Moshe is nothing if not a reluctant hero. He tries valiantly to convince Hashem that he is not the right person for the job; he practically begs that some other savior be appointed in his place. But G-d simply won’t hear of it.
Hashem tries to reassure Moshe by revealing the end of the story, telling him straight away that it will all turn out well. "I will rescue and redeem you; take you out of Egypt and into Israel," He promioses. You’d think that this would buoy Moshe up. And yet, even after hearing the good news, Moshe says: "If the Jewish People will not listen to me, then how can I, of ‘uncircumcised lips,’ possibly convince Paro?!"
Interestingly, G-d does not answer Moshe’s question directly. It could very well be that Moshe was speaking rhetorically, addressing not Hashem, but himself. He is humble – perhaps even to a fault - and so he doubts his own greatness, his ability to accomplish this most challenging of missions. He may also fear that as a prince of Egypt, the Israelites may look upon him not as a brother, a fellow Jew, but as "one of them," an agent of the Pharoah.

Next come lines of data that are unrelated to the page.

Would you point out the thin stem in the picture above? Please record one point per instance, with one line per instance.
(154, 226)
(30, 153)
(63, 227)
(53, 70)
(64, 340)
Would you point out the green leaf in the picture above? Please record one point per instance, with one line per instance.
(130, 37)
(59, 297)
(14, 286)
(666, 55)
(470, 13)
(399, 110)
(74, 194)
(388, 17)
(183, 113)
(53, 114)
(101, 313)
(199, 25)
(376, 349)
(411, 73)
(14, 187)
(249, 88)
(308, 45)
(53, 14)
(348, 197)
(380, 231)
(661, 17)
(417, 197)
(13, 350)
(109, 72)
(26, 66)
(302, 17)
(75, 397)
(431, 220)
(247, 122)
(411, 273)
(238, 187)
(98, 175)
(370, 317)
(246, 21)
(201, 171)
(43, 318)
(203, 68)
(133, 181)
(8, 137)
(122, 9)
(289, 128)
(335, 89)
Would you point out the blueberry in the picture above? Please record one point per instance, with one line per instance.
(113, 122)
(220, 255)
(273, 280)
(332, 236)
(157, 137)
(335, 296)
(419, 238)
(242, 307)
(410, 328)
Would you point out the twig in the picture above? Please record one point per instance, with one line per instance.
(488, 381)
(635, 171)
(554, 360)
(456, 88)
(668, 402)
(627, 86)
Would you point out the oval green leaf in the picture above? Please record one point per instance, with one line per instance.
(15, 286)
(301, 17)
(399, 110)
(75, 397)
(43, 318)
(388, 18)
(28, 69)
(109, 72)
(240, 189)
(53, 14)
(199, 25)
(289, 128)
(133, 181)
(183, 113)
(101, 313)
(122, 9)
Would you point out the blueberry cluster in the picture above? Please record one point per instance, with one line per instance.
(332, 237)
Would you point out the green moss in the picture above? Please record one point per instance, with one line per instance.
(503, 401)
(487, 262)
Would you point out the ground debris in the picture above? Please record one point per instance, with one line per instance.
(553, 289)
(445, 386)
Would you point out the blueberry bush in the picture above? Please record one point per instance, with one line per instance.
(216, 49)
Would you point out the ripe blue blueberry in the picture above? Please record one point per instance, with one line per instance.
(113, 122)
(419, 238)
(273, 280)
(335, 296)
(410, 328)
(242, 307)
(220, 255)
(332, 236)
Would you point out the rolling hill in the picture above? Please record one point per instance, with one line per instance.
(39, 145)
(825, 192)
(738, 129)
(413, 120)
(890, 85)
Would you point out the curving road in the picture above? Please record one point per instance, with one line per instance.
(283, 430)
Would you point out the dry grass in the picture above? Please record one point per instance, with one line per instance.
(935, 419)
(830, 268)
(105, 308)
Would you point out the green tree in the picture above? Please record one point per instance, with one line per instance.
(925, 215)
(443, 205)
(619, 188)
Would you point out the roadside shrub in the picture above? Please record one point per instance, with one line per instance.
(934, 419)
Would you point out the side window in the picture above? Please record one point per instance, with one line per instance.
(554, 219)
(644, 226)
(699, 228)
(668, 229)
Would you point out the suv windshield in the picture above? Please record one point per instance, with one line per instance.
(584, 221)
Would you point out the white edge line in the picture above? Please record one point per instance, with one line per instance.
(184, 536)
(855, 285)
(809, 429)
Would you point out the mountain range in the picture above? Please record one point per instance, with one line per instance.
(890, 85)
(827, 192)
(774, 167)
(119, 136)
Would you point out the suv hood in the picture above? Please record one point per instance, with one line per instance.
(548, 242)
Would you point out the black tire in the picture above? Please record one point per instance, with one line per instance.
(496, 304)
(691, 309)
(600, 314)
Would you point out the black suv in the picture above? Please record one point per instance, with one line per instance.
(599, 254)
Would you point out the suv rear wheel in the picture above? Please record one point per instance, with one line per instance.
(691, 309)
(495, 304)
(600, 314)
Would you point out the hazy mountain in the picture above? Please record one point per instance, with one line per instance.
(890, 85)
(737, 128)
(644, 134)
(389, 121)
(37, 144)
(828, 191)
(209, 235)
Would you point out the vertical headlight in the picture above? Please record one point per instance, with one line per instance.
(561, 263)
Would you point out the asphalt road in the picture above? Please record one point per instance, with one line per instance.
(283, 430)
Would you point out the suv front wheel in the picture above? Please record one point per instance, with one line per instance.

And so Hashem wisely addresses both these concerns by breaking into the narrative of the story and chronicling the lineage of Moshe. The next 13 p’sukim review just where Moshe comes from him, with specific emphasis on
the Tribe of Levi. By doing this, G-d is telling Moshe: "Do you think that your royal bearing derives from your connection to Batya and Paro?! No, you are indeed a prince, but not by virtue of Egypt! You are a Jewish prince! You are the offspring of the Avot and Imahot; you come from Levi, the spiritual center of the nation. That is who you are; you belong to the nation, and the nation belongs to you."
It is not by coincidence that Moshe keeps referring to "uncircumcised lips." A Brit/ circumcision, is the primary link between the generations. Indeed, say Chazal, it is only when a father brings his own son to be circumcised
that he affirms the brit that was once performed on him, when he was a baby, and so had no say in the matter. Therefore it is davka at the brit when, by tradition, the child’s name is given, further linking this newest member of our people to those who came before him.
It is also not by coincidence that we refer to Jewish circumcision by the term "Brit MILA." The word "mila," of course, also can mean "word." Our word is our bond; we declared from the very moment of our birth as a people that we would be loyal to Hashem, and He gave us his word that He would stand by us throughout history, come what may. It is this bond which strengthens Moshe; he now approaches Paro not as merely one, lone individual, but with a whole nation standing behind him.
So it is with the Jewish People; we are One continuum from Avraham to Moshiach - and beyond. So when we make national decisions, we must factor in our ancestors as well as our descendants. And when we face crises, we know that we never face them alone. That, and Hashem's promise to take us to our final destiny, is the real secret behind our strength and survival.